Shattered Air details the stories of those involved in the tragic events that took place on the top of Half Dome during a violent thunderstorm on July 25, 1985. The book looks at several groups that were on the mountain that day, but the main focus is a group of nine hikers, and in particular their two leaders, Adrian Esteban and Tom Rice. Madgic spends quite a bit of time looking at the histories of these two friends. Occasionally this information seems a bit peripheral, but for the most part he does a wonderful job at fleshing out their personalities and tendencies.

It is hard not to compare this book with John Krakauer’s, Into The Wild; it is the story of real, and therefore imperfect, people whose proclivity for risk and thrill seeking seems to make them prime candidates for the kind of unfortunate scenarios that unfold in this book. The tragedy at the core of this story was not a case of naive people in over their heads. The leaders of this trip had years of experience in the outdoors and they took great pride in their physical prowess and their abilities to confront fear.

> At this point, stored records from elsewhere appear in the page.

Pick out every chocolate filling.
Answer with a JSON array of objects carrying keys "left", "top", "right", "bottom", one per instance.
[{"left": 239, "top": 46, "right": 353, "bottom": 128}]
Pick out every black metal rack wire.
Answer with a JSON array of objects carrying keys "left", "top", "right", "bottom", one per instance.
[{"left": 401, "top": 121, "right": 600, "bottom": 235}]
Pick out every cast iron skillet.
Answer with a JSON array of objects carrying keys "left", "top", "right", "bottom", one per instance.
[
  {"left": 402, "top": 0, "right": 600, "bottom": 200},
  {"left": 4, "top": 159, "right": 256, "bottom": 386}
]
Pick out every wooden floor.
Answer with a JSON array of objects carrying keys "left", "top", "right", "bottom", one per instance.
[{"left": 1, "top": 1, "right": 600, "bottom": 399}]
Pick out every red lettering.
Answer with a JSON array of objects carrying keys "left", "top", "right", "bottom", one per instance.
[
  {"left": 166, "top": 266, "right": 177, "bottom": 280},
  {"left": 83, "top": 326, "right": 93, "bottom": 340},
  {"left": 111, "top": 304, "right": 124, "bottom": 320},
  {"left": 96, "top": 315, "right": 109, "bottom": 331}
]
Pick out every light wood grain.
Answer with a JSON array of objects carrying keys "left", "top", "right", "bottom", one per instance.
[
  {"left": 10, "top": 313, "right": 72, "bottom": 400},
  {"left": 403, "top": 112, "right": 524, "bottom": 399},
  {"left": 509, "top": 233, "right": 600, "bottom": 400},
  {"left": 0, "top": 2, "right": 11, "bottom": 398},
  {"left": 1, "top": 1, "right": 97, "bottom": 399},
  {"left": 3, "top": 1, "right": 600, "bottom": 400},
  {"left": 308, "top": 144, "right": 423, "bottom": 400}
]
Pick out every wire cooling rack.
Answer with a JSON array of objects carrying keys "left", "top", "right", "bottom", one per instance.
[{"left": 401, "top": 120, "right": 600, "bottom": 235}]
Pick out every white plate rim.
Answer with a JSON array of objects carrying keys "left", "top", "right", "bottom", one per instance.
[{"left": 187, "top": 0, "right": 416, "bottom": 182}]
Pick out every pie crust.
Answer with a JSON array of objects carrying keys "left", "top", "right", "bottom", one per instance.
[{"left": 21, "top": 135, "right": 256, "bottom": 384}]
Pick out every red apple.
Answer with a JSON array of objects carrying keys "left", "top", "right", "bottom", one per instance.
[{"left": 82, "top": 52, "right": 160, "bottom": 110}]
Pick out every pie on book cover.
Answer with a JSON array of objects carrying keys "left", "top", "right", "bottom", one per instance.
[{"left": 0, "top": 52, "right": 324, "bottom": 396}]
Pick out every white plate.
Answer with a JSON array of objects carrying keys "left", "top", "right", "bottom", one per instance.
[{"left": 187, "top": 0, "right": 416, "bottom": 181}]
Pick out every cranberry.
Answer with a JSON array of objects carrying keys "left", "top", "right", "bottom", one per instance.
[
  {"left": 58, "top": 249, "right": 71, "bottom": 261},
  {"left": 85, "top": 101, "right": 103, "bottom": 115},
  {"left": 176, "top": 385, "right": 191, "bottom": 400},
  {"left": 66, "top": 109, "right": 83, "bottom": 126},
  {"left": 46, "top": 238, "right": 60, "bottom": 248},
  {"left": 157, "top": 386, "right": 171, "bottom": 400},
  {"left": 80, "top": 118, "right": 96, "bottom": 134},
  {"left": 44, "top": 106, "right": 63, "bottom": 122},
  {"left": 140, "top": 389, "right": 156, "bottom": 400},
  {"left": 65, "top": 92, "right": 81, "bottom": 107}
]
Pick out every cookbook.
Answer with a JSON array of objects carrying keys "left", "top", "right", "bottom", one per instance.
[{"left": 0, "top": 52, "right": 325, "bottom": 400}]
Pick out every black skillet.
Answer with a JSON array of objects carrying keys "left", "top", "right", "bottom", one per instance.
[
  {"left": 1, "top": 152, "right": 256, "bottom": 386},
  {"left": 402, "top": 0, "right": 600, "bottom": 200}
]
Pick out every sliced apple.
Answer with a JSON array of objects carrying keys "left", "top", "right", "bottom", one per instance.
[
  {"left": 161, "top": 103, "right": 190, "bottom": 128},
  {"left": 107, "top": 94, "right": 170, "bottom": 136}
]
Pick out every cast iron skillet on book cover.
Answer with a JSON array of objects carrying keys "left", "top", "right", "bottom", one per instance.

Shattered Air is a no-holds-barred look at what happens when human bravado meets up with the sheer power and violence possible in nature. Storms like the one on July 25 are common in Yosemite and lightning strikes on Half Dome are the rule, not the exception. The decision to be on top of Half Dome during this storm would leave two hikers dead and forever change the lives of those who survived. Luckily for the seven survivors, there were other people on the mountain that day. Without their help, and that of the rangers and medi-flight crews, more people certainly would have died. The book concludes by following up with the survivors, illuminating how this event will continue to form and affect them for the rest of their lives.